Binomial Nomenclature for Species
The system for naming species is one of the oldest and most recognizable notations in all of biology. Every species gets a two-part Latin name: the genus (always capitalized) followed by the species (always lowercase). Both parts are italicized. Homo sapiens, Escherichia coli, Tyrannosaurus rex.
After the first use in a document, the genus can be abbreviated to its initial: E. coli, T. rex. But the species name never stands alone. Writing just “coli” or “sapiens” without the genus or its abbreviation is incorrect, because many different genera can share the same species name. If two genera in the same text share the same first letter, the genus must be spelled out in full to avoid ambiguity.
Enzyme Commission Numbers
Enzymes, the proteins that drive chemical reactions in cells, have their own numerical classification system. Each enzyme receives an EC (Enzyme Commission) number with four digits separated by periods, like EC 2.1.1 or EC 3.6.1. The first number places the enzyme into one of six broad categories based on what type of reaction it catalyzes:
- EC 1 for oxidoreductases (transfer electrons)
- EC 2 for transferases (move chemical groups between molecules)
- EC 3 for hydrolases (break bonds using water)
- EC 4 for lyases (break bonds without water)
- EC 5 for isomerases (rearrange atoms within a molecule)
- EC 6 for ligases (join two molecules together)
The second and third numbers narrow down the subclass and sub-subclass, specifying the type of bond or chemical group involved. The fourth number identifies the specific enzyme. This system means any biologist in the world can look at an EC number and immediately understand what kind of reaction that enzyme performs, regardless of what common name it goes by in different organisms.
Sequence File Formats
When biologists share DNA or protein sequences digitally, they use standardized file formats. The most common is FASTA format, where each sequence starts with a header line beginning with a “>” symbol, followed by a unique identifier and information about the organism. The actual sequence of letters (A, T, G, C for DNA, or amino acid codes for proteins) begins on the next line, typically with no more than 80 characters per line.
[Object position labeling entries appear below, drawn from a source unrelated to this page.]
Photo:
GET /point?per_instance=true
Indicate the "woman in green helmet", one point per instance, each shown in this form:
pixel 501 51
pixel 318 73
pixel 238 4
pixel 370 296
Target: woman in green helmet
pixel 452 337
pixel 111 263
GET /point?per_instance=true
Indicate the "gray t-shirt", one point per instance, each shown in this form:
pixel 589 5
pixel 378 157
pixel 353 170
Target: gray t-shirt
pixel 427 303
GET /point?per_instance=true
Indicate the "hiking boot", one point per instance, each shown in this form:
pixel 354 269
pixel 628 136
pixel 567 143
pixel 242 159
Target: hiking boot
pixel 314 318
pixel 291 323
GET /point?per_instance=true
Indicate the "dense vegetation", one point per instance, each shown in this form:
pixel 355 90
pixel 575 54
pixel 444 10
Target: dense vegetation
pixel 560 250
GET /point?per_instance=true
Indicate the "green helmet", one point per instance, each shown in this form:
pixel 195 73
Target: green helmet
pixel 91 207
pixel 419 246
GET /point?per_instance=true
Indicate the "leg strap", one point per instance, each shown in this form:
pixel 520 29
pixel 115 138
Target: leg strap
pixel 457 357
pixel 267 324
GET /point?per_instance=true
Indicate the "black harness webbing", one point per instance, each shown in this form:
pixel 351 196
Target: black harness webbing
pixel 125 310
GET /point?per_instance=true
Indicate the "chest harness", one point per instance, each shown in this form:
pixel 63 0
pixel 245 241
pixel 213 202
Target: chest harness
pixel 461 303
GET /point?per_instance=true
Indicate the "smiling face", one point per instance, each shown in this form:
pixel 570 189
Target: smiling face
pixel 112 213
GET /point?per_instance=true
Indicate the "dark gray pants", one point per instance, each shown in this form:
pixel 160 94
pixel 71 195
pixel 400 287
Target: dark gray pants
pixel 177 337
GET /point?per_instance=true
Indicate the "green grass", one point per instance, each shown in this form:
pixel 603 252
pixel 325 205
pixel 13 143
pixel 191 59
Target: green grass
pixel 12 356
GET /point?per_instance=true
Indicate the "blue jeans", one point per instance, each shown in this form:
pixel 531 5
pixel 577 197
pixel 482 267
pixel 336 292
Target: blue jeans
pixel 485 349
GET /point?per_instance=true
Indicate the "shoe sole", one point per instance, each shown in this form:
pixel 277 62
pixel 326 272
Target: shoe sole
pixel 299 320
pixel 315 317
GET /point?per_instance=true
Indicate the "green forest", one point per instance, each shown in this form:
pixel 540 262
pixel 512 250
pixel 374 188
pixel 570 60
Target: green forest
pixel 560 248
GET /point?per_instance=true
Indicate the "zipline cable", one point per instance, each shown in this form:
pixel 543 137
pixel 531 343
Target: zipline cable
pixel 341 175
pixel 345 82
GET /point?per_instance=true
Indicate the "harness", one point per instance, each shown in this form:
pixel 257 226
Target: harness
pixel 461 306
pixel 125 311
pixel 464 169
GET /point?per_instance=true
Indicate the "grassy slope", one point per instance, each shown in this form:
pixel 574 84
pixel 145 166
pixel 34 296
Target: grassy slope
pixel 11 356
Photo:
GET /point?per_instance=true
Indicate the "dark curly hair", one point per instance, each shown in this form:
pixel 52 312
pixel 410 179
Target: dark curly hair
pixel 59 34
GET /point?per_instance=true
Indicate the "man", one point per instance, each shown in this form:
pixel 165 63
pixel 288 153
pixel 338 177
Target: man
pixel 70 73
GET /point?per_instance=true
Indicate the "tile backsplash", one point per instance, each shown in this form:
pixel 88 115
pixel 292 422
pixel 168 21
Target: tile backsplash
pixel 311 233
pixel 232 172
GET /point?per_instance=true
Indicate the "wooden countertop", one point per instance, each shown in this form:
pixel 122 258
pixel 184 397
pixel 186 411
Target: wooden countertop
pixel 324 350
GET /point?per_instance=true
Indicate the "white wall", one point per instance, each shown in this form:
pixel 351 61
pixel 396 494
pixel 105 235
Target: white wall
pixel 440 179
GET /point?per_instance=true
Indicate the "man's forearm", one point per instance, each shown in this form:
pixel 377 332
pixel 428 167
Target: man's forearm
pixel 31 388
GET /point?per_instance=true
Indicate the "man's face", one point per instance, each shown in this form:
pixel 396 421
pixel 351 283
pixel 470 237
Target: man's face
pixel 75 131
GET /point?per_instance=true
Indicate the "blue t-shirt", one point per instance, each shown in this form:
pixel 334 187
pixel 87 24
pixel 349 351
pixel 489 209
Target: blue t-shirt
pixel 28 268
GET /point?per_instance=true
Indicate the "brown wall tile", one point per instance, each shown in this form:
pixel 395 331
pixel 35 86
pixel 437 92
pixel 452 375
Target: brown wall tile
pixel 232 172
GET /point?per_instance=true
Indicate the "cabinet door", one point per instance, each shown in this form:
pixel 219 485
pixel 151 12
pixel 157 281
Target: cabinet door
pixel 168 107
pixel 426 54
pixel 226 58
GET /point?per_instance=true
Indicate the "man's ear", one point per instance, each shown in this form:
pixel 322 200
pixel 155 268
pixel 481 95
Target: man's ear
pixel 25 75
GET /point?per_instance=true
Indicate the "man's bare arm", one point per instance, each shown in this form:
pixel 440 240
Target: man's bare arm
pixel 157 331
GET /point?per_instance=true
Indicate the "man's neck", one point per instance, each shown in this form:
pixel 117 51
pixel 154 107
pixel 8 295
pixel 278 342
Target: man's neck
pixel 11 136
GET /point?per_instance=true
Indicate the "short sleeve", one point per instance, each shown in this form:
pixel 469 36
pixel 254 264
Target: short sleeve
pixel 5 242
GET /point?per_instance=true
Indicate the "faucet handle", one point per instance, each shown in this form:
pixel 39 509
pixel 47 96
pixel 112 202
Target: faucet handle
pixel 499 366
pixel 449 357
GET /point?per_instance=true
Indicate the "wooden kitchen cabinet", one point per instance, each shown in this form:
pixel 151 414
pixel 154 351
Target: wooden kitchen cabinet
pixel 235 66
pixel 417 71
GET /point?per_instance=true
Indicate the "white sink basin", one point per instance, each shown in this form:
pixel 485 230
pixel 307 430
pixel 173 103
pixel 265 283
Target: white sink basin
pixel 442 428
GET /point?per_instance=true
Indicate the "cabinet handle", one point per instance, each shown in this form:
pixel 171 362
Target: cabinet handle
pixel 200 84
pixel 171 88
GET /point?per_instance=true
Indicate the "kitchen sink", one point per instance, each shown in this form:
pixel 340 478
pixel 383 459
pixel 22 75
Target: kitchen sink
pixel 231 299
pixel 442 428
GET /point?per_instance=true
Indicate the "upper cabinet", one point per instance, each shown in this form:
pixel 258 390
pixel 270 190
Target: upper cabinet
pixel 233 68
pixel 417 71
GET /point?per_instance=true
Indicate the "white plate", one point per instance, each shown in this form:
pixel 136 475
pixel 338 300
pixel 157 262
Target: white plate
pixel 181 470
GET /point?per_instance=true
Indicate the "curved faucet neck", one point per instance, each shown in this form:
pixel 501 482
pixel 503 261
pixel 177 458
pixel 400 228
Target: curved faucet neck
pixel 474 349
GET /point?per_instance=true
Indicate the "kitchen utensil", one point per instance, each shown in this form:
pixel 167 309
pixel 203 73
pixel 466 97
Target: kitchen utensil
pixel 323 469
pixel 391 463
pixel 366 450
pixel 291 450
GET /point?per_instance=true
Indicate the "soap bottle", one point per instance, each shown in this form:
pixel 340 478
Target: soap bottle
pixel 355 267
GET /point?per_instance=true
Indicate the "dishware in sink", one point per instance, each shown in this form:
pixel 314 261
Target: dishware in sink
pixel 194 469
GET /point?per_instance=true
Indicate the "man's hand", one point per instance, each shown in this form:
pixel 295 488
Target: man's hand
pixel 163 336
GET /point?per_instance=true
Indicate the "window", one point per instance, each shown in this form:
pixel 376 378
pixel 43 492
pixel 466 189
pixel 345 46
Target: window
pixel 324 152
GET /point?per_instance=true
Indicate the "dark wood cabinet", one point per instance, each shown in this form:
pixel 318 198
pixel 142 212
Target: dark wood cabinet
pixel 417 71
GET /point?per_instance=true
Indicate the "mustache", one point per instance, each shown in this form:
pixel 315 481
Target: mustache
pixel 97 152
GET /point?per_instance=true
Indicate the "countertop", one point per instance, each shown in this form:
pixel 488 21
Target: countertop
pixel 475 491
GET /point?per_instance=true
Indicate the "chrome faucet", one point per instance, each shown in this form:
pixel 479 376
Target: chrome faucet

The header line must stay on a single line with no line breaks, and the sequence identifier is limited to 25 characters using only letters, digits, hyphens, underscores, and a few other basic symbols. Any ambiguous positions in the sequence use the IUPAC codes described above, with N as the default for completely unknown bases. These formatting rules ensure that sequences can be read correctly by databases and analysis software worldwide.
Pedigree Chart Symbols
In medical genetics, family trees called pedigree charts use a standardized set of shapes. Males are represented by squares, females by circles, and individuals whose sex is unspecified by diamonds. A shape that is filled in (shaded) indicates that the person is clinically affected by the condition being studied. Carriers, people who carry one copy of a recessive gene without showing symptoms, are sometimes shown with a dot in the center of their symbol or with the shape half-filled.
Horizontal lines between two symbols indicate a mating pair, and vertical lines connect parents to their offspring. Generations are arranged in rows, with the oldest at the top. These symbols are standardized by professional genetic counseling organizations so that any clinician or researcher can read a pedigree chart and immediately understand the inheritance pattern being described.